And cow manure everywhere, as a consequence. As if the streets weren't filthy enough, with the open sewers (quite literally, people ahem, ablute directly into them on the street – if only the cows themselves could be that precise) – the sheer quantity of cow dung takes some getting used to.
I have so far managed to avoid any messy disasters, but I can't say the same for the Southern Belle, who has put her foot in it.... so to speak, three times now.
But the cows themselves, they are something to behold. They're Brahmins usually, the cow with the hump on its back, which is named after the highest Indian caste of Brahmins; and part of the reason they became holy to the Hindu faith over time is because it was illegal to hurt or kill a Brahmin's cow. Brahmins were the governors, politicians and priests of ancient India, so they were pretty important. You didn't want to go messing with a priests' cow.
Hindus believe that the cow is an embodiment of Mother Earth herself. They provide food in the form of milk, they provide butter and ghee which are used both in every type of cooking as well as in sacred Hindu ceremonies, they provide fuel in the form of their dried manure (which is still used to this day) and they are herd animals – the ultimate mothers.
So it is sacrilege to hurt or kill a cow - In India, McDonalds doesn't serve beef, just chicken, fish and vegie burgers - and that's why they wander the streets even in modern cities like Jaipur, where I am right now, and why everybody just leaves them to their business and goes around them.
I'm sure when little calves are born their mothers say to them "Don't worry dear, you just do what you like, because we have the run of the place. You want to sleep on the traffic island? That's fine. You want to lie in front of a shop and block their doorway? That's fine. You want to curl up like a cat in a hotel's garden? No problem."
In the street outside right now there are at least twenty that I can see, and a group of them have formed a little coterie in the middle of the road where they are no doubt discussing the upcoming elections and reviewing the latest restaurants.
I'm sure there's some kind of cow bulletin that goes out about the best garbage dumps to eat at, too, because that's where you often see them, snuffling through the rubbish in search of something edible. Of course cows are grazers and should eat grass, but there is a dearth of fresh grass in urban India (and even in rural India too), so they end up eating all sorts of stuff they shouldn't. Like plastic bags. They can eat up to 36kg of undigestible plastic, which sits there making them feel as though they're full, which of course they aren't, and then they die slowly of starvation.
Plus, shopkeepers will feed them chapati – flat bread - which isn't good for their stomachs, so they bloat up like malnourished babies with all this bulk in their tummies; but their ribs show through their skin and their hips stick out like a teenage anorexic's. It can be very sad to see.
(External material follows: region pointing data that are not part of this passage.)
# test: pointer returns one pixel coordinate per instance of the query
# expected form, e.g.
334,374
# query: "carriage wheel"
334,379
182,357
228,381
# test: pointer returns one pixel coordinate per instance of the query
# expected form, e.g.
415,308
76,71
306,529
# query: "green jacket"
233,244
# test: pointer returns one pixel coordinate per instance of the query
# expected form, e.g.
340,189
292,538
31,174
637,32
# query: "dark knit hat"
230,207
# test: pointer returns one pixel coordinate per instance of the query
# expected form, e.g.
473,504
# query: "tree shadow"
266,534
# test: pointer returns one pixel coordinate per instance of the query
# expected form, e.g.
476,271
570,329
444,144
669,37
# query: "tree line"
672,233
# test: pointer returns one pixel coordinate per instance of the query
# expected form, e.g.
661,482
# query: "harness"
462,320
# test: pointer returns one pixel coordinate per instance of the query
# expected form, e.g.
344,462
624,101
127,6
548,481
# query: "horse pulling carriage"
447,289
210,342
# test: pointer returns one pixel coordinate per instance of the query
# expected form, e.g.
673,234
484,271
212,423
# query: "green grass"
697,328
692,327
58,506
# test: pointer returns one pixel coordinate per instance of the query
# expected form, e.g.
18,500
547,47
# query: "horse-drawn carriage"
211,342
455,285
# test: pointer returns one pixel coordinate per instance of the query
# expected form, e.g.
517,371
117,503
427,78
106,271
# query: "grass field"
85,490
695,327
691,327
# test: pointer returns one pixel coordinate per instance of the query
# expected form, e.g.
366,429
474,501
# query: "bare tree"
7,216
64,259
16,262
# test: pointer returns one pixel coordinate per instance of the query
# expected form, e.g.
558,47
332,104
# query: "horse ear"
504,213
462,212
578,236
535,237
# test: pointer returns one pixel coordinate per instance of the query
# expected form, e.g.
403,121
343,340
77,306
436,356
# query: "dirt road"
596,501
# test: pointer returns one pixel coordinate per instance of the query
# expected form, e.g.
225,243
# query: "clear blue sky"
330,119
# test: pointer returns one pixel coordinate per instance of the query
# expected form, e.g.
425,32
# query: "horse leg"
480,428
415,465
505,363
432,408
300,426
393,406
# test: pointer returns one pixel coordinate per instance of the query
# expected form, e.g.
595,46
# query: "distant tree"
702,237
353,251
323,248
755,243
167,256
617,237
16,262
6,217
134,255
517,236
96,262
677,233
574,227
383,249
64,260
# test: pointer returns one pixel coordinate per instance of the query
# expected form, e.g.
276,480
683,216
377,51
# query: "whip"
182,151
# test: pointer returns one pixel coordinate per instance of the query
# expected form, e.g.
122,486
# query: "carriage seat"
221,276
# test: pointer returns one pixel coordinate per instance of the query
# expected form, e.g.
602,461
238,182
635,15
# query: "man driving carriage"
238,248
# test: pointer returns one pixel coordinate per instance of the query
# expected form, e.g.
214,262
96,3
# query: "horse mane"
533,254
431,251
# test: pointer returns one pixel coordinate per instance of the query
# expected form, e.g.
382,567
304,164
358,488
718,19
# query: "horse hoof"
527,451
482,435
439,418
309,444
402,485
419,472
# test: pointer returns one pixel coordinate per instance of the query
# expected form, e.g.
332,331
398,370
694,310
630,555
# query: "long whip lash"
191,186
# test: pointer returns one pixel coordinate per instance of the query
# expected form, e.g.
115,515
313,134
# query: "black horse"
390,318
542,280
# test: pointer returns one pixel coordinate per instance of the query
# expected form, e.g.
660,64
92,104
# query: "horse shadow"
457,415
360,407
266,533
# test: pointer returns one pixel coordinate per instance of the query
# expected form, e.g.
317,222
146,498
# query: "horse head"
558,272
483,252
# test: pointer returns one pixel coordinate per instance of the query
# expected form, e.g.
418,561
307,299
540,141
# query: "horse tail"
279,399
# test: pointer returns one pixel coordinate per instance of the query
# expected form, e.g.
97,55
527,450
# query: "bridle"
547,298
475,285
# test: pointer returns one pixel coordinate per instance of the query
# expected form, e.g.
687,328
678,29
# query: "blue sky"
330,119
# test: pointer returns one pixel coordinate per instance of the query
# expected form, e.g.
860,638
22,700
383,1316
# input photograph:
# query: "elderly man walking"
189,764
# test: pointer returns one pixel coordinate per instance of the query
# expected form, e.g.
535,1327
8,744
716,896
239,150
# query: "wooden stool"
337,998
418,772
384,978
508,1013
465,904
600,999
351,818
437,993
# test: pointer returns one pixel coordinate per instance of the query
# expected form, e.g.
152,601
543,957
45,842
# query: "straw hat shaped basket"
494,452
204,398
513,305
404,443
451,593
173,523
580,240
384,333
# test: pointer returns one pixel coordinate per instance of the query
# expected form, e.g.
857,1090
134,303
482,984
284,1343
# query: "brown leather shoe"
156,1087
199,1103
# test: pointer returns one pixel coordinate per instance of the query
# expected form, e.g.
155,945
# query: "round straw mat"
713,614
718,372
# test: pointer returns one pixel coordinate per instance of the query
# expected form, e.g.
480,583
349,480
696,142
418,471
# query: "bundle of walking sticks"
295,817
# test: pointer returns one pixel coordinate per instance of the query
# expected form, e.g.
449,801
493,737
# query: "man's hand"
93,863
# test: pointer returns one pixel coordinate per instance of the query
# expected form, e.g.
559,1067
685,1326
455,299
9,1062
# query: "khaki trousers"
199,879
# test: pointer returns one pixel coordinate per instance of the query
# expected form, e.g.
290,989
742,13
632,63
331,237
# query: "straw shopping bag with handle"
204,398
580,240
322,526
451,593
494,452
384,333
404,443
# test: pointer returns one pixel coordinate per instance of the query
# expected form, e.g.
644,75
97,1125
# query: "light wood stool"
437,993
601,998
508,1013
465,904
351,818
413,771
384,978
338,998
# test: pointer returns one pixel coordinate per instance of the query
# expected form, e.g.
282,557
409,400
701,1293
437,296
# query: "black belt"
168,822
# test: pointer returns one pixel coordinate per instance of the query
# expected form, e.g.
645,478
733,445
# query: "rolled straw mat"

I think I said in a previous post that being headbutted by a cow is meant to be good luck – but still, I mean, it's being HEADBUTTED by a COW. I have the bruises to prove it. Some of the cows are pretty massive creatures, and when they lumber up to you in the street it can be a bit confronting. I try to keep a reasonably wide berth now.
But the best cow event yet has to be the one yesterday in Udaipur, where the monsoon was exploding out of the sky and all the cows were standing on the shopfront ledges trying to keep dry. One cow had even gone INTO the shop and it was hilarious watching the shopkeepers try to shoo out this massive animal that had no intention of budging. Heh heh. Cows always win in the end.
And that leads me to the unanswerable question. I asked my driver this: if you're driving, and something bad happens and you cannot avoid killing something no matter what choice you make, and on one side of you is a man and on the other side is a cow, which direction do you go in?